The unabated bull run in the equities in the secondary market is expected to take a breather in the short to medium term. The main reason for the temporary halt could be scores of Initial Public Offerings (IPOs) lined up in the primary market in the coming months. Along with the private sector companies, several Public Sector Undertakings (PSUs) are expected to enter the primary market with their Offer For Sale (OFS) in the fourth quarter of the Financial Year (FY) ending in March 2021. There is an expectation of liquidity being transferred from the secondary to the primary market.
Nirali Shah, senior research analyst, Samco Securities said, “Retail investors are advised to optimally use these IPO sunny times and wait for a correction in the secondary market before investing in equities”.
The week that was….
The Benchmark Nifty 50 gained 254 points or 1.85 percent every week. It closed the week at 13,513.90 points. CPSE, PSU Banks and FMCG related stocks helped the market to close into new territory. PSU Banks and small and mid-cap stocks outperformed the market. While Auto index breaks five weeks winning streak and closes into negative territory.
In the second half of the week, the market turned unstable due to weakness in global markets due to the slowdown in the global trend. Global markets were engaged with news of the delay in the US stimulus package, European Central Bank (ECB)’s support measures, and developments in Brexit deal talks.
With the signs of stabilising the situation on the corona virus front, fears of a second wave receding quickly, and Britain becoming the first country to start the mass vaccination drive, there is a hope of crude oil demand coming back to normal. This has resulted in crude oil prices rising in the international market on the back of speculative buying. This is a cause of concern for the domestic market. Crude prices surged to $50 plus levels that could be negative for emerging markets if it moves further upward.
The pouring of liquidity by Foreign Portfolio Investors (FPIs) continued even during the last week. They have bought ₹ 22,500 crores to date in the current month and out of that they have invested nearly ₹ 12,000 crores during the last week. “This is huge and would support the market on dips”, opined Shrikant Chouhan, Executive Vice President, (Equity Technical Research), Kotak Securities.
Availability of cheap credit and excess liquidity from the developed economies are all making their way into metals and other commodities including crude oil, at the moment. This may stoke retail inflation in the domestic economy, which is already hovering in the range of 7-9 per cent.
FPIs across the globe are seen attracted towards emerging economies on a weakening dollar vis-à-vis other currencies of emerging markets.
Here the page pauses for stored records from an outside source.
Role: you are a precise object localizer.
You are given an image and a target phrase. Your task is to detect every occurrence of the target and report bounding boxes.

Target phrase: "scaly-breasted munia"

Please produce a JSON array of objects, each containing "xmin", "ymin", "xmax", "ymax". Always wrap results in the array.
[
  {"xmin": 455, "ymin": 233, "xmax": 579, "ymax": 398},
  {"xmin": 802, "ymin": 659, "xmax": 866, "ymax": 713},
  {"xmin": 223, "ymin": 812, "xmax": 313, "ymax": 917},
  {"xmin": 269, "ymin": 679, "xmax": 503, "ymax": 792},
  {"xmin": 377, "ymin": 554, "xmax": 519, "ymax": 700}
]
The weakness in the dollar and sub-optimal interest rates prevailing in developed economies has forced global investors to move away from the relatively safe US assets and invest in non-US assets of emerging countries. This shift in asset allocation is based on the optimism that a vaccine would drive higher growth in such countries.
Their optimism has found basis in India’s smart recovery in the second quarter GDP numbers. After contracting by 24 per cent in the first quarter FY21, India’s economy displayed signs of faster recovery when it contracted by only 7.9 per cent during the second quarter (Q2). This has resulted in hopes rising that it may post minor positive growth numbers in the second half of the year.
Daily, the Nifty has formed a long-legged Doji formation, which is an indication of the indecisive nature of the market. The level of 13,400 acted as a crucial level for the market as Nifty bounced back sharply after hitting the same in the last two sessions of the previous week. In the near future, 13,400 and 13,600 would be the trading range for the Nifty. On the dismissal of 13,400, Nifty could fall to 13,200 levels, where it could take the support of 20 days SMA. On the higher side, 13600 and 13750 would be major hurdles, explained Chouhan.
Indian markets have been outperforming their emerging markets, peers. Though there is extreme optimism on the street. In this backdrop, Shah had a word of caution for investors.
She said, “Sooner or later this outperformance may take a back seat and we suggest traders trade with caution as a profit-booking move across the equity class cannot be ruled out amid this extreme optimism. Support and resistance in the short term are now placed at 13,250 and 13,700.”
Events of the week
The next week would be important as the meeting of the Federal Open Markets Committee (FOMC) of the Federal Reserve, the US is scheduled. As the US Fed has already hinted at keeping interest rates at sub-zero levels to aid the ailing economy, its outcome will be keenly watched. Further, any significant breakthrough in the long-awaited stimulus deal will weigh on the US economy.
Vinod Nair, Head of Research, Geojit Financial Services said, “In the coming week, domestic markets will be waiting for major data points like inflation and import-export updates. Although an improvement in November inflation levels compared to the previous month is expected, it will still be at elevated levels. The trend in global markets will be guided by developments in Brexit deal talks over the weekend and updates on the expected US stimulus package”.
The momentum of the market is very strong and sectoral rotation activity is still clearly visible that would attract buying in the market at major supports. “On the higher side, take a contra-call of trading short on the Nifty with a stop loss at 13800. Technology and Financial stocks should be in the focus list”, Chouhan concluded.